= Commonwealth XI cricket team in India and Ceylon in 1950–51 =

International cricket tour

A Commonwealth XI cricket team toured India and Ceylon from 1 October 1950 to 6 March 1951 and played 27 first-class matches including five unofficial "test matches" against an All-India XI and one against an All-Ceylon XI.

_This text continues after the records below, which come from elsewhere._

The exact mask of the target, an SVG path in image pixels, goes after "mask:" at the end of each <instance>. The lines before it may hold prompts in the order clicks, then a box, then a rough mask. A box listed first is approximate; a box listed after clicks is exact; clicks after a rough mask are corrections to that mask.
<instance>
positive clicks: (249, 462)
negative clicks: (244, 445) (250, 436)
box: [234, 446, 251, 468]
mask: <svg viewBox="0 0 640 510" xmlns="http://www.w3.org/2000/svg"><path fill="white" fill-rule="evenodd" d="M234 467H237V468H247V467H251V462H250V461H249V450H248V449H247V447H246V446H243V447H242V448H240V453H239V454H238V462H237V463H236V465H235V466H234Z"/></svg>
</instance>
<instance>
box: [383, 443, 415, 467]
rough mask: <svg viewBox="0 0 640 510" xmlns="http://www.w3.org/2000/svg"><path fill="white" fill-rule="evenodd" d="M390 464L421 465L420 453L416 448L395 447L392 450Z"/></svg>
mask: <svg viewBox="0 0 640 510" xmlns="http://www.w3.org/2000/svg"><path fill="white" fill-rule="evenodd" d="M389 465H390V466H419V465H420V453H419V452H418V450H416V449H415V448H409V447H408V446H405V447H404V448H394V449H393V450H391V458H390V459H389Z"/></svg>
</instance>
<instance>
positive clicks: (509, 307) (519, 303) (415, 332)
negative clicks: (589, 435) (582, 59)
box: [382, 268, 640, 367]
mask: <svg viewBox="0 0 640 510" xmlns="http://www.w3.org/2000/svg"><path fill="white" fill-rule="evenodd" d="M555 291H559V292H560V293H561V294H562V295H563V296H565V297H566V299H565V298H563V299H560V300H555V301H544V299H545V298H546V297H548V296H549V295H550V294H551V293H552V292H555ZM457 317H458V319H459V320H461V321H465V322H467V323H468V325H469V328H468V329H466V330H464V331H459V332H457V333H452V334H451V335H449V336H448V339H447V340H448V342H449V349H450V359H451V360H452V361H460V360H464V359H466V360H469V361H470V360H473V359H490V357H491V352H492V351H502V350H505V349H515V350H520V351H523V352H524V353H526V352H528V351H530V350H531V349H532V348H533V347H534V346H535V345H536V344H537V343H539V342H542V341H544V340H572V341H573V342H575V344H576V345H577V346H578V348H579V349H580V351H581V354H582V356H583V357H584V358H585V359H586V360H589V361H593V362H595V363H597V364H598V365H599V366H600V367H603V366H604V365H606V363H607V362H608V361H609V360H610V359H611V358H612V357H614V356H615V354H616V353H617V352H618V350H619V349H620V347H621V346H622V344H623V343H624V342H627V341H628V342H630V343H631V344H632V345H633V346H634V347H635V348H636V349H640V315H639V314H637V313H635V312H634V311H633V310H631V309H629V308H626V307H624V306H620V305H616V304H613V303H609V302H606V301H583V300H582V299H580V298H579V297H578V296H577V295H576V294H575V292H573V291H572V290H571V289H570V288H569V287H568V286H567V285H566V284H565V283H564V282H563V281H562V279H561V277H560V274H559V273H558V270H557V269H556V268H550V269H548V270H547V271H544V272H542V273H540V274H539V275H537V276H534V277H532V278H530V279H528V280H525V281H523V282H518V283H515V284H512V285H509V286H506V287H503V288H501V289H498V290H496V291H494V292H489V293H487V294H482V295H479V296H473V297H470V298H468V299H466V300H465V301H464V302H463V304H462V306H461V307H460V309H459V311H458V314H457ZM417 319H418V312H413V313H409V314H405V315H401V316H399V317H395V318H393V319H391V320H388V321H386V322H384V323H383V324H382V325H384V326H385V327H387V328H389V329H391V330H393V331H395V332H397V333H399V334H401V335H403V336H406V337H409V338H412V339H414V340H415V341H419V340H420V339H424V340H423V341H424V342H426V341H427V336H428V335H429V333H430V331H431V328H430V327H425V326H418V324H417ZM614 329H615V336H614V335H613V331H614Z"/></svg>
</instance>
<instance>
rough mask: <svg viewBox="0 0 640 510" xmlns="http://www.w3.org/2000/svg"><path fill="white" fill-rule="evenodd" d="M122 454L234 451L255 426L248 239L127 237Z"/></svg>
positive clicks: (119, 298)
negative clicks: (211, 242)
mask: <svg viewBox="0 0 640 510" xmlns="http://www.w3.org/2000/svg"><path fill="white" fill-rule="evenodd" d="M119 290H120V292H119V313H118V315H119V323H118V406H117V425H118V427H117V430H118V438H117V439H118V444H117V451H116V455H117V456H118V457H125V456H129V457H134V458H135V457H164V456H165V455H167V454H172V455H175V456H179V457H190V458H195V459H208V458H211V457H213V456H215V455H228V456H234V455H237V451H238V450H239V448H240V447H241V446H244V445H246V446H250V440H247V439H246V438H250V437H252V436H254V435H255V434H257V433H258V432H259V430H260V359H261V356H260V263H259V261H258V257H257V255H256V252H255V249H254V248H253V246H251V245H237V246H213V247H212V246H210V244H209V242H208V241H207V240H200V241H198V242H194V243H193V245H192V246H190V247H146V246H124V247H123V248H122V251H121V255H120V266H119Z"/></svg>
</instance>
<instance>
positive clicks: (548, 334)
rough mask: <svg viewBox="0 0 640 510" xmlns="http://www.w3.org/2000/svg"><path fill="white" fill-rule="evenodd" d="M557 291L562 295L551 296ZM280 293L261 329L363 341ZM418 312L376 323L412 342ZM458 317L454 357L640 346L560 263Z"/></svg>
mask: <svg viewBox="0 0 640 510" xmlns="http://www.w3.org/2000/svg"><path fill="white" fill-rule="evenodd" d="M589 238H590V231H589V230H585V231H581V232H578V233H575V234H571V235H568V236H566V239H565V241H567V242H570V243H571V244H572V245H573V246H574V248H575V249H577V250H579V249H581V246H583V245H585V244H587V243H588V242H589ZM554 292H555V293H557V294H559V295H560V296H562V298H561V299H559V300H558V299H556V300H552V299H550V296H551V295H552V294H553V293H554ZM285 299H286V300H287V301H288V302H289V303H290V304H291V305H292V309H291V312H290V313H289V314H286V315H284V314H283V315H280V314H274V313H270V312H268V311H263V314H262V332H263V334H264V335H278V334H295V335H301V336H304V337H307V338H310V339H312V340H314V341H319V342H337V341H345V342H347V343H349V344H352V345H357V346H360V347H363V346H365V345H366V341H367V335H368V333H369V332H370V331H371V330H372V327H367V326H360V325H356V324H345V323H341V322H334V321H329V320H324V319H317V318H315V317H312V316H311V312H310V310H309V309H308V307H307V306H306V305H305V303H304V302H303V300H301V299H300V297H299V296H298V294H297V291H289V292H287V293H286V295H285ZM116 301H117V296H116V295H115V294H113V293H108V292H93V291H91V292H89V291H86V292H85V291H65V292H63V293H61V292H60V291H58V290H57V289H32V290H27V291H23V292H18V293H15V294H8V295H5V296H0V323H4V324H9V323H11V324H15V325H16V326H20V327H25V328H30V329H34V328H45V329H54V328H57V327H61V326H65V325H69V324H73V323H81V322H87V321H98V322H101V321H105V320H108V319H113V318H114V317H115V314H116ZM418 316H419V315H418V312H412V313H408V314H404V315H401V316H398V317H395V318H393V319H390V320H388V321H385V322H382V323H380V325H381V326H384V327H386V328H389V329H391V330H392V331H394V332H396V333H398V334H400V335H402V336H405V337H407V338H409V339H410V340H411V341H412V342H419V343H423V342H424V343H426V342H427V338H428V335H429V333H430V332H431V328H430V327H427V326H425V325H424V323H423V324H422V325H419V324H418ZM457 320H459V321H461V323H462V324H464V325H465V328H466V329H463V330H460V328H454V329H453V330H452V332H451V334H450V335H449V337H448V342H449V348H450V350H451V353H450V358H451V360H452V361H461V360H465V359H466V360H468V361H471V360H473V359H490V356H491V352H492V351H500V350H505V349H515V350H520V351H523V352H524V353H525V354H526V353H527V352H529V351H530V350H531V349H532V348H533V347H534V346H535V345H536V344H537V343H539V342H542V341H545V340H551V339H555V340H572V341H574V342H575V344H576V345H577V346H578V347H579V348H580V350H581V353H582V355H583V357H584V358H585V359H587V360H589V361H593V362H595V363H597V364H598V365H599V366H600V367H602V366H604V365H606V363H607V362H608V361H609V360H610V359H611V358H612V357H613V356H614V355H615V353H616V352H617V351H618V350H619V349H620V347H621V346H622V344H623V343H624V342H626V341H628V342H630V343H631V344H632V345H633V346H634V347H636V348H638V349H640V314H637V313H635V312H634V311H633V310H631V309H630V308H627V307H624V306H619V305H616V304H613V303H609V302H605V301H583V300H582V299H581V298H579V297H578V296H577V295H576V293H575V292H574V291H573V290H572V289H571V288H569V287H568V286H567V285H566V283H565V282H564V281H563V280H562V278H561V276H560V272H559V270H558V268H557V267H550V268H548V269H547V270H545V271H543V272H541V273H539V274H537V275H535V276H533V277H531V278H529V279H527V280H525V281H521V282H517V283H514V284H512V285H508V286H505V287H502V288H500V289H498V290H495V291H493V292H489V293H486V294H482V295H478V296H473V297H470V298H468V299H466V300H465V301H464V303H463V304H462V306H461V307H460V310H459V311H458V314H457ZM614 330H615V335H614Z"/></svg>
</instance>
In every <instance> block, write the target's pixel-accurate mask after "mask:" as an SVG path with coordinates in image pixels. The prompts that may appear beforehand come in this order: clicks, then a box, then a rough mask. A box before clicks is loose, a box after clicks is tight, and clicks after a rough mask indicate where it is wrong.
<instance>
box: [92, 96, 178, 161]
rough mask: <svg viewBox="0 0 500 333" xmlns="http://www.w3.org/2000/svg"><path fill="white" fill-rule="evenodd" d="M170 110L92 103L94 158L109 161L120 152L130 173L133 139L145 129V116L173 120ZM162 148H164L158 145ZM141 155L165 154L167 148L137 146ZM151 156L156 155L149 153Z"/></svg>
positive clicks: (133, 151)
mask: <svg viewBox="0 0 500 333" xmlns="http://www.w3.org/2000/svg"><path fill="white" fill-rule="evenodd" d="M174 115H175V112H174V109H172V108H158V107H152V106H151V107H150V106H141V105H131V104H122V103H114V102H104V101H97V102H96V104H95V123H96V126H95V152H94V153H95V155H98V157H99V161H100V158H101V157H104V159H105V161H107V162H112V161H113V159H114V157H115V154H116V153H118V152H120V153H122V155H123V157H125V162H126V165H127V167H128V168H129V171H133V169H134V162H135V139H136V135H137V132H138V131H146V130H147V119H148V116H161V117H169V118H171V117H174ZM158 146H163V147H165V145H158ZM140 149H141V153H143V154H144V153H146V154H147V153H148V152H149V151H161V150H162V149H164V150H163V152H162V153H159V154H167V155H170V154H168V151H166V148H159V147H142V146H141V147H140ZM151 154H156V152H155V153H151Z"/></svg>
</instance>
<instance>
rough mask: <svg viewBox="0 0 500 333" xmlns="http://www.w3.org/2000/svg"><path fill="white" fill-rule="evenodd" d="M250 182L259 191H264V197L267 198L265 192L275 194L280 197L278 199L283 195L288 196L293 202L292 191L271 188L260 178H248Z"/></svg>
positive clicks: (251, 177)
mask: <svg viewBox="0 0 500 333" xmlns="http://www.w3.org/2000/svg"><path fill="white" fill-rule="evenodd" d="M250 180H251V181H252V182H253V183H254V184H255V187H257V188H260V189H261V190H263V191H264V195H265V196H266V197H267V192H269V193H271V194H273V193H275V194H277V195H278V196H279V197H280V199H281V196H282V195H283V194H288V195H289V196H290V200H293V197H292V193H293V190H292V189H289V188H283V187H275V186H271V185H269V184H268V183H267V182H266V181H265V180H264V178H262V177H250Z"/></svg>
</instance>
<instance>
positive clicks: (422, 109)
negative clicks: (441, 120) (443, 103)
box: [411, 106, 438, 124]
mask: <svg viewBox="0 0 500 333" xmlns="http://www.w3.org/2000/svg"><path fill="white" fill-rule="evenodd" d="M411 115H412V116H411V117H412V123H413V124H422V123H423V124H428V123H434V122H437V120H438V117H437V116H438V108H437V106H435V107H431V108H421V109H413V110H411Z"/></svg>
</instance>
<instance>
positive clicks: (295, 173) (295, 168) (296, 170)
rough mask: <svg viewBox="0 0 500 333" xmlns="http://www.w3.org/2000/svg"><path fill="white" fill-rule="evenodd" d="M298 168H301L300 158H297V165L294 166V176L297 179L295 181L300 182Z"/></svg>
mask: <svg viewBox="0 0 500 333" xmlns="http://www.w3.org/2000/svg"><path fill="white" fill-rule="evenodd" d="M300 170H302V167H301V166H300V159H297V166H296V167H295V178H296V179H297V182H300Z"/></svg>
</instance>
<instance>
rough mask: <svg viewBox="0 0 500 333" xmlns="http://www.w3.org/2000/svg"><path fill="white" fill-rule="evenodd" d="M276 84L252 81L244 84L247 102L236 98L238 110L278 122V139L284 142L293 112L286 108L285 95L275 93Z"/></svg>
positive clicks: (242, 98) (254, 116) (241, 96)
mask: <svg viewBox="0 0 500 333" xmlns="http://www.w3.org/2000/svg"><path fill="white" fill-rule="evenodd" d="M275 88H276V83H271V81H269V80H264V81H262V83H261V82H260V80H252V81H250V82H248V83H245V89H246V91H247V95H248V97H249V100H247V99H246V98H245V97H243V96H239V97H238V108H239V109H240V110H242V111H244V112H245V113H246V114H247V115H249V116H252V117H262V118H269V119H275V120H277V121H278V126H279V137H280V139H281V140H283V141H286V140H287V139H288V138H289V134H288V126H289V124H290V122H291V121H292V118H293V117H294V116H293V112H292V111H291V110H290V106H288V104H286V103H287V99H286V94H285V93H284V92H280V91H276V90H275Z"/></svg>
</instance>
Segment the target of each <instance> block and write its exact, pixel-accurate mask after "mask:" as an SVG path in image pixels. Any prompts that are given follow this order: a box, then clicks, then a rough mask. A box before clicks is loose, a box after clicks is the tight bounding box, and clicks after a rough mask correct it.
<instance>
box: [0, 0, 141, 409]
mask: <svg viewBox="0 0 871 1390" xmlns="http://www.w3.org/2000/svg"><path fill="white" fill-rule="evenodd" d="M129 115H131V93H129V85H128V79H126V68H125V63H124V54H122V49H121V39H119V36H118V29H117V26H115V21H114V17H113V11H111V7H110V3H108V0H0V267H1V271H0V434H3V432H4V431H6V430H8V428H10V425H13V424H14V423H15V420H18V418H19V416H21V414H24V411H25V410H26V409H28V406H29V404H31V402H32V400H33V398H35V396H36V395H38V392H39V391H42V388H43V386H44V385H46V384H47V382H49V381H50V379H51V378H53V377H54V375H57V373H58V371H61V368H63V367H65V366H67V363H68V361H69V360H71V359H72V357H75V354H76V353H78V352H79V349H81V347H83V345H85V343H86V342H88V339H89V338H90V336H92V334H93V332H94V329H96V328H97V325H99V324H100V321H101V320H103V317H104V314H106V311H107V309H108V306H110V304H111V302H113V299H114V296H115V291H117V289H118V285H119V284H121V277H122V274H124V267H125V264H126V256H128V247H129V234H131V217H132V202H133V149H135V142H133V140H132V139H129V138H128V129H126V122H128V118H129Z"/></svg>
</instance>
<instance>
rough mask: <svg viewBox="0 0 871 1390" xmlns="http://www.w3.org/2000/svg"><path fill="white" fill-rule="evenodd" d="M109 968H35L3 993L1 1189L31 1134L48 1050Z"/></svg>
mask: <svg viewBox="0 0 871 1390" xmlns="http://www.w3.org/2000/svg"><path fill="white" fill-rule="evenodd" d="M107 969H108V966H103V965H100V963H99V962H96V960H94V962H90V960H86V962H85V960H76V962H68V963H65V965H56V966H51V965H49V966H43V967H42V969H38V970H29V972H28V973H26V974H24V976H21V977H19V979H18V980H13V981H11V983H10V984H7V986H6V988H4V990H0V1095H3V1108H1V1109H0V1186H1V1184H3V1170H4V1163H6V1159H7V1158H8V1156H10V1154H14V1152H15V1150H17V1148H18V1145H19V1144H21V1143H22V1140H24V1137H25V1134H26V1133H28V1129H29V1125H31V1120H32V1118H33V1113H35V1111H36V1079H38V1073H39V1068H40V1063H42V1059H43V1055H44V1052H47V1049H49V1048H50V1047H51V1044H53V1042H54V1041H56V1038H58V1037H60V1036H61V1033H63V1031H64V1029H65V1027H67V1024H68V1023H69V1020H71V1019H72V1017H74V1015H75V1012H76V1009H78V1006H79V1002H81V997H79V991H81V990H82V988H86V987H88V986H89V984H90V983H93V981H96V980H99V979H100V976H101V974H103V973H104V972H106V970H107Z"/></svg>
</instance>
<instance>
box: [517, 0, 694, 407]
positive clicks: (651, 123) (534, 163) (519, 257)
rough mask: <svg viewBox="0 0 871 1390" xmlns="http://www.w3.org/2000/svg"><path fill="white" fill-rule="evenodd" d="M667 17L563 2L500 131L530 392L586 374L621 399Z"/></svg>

The team was nominally captained by Les Ames but he had injury problems and often had to hand over to his deputy Frank Worrell. The team was judged to be stronger than the England team which was concurrently (and disastrously) touring Australia. There were numerous problems with health and injury issues which caused early withdrawals but it included Jim Laker, Sonny Ramadhin, Derek Shackleton, Jack Ikin, Harold Gimblett, Fred Ridgway, Dick Spooner, George Tribe, Les Jackson, Bruce Dooland, George Emmett, Laurie Fishlock, Harold Stephenson, Ken Grieves, Ray Dovey and Billy Sutcliffe.

The Commonwealth XI were unbeaten on the tour. They won the second match against India at Bombay's Brabourne Stadium by ten wickets. This was the only one of the unofficial "tests" in which Jim Laker could take part (he went home soon after this match for health reasons) and he took eight wickets in the match. The Commonwealth XI won the fifth match against India by 77 runs thanks to Worrell, who scored 116 and 71 not out, and Ramadhin, who took nine wickets in the match. The other three matches against India were drawn as was the international in Colombo against Ceylon. Worrell played a magnificent innings of 285 but Ceylon managed to hold on for a draw with their last pair together when time ran out. Ramadhin took eight wickets in the match.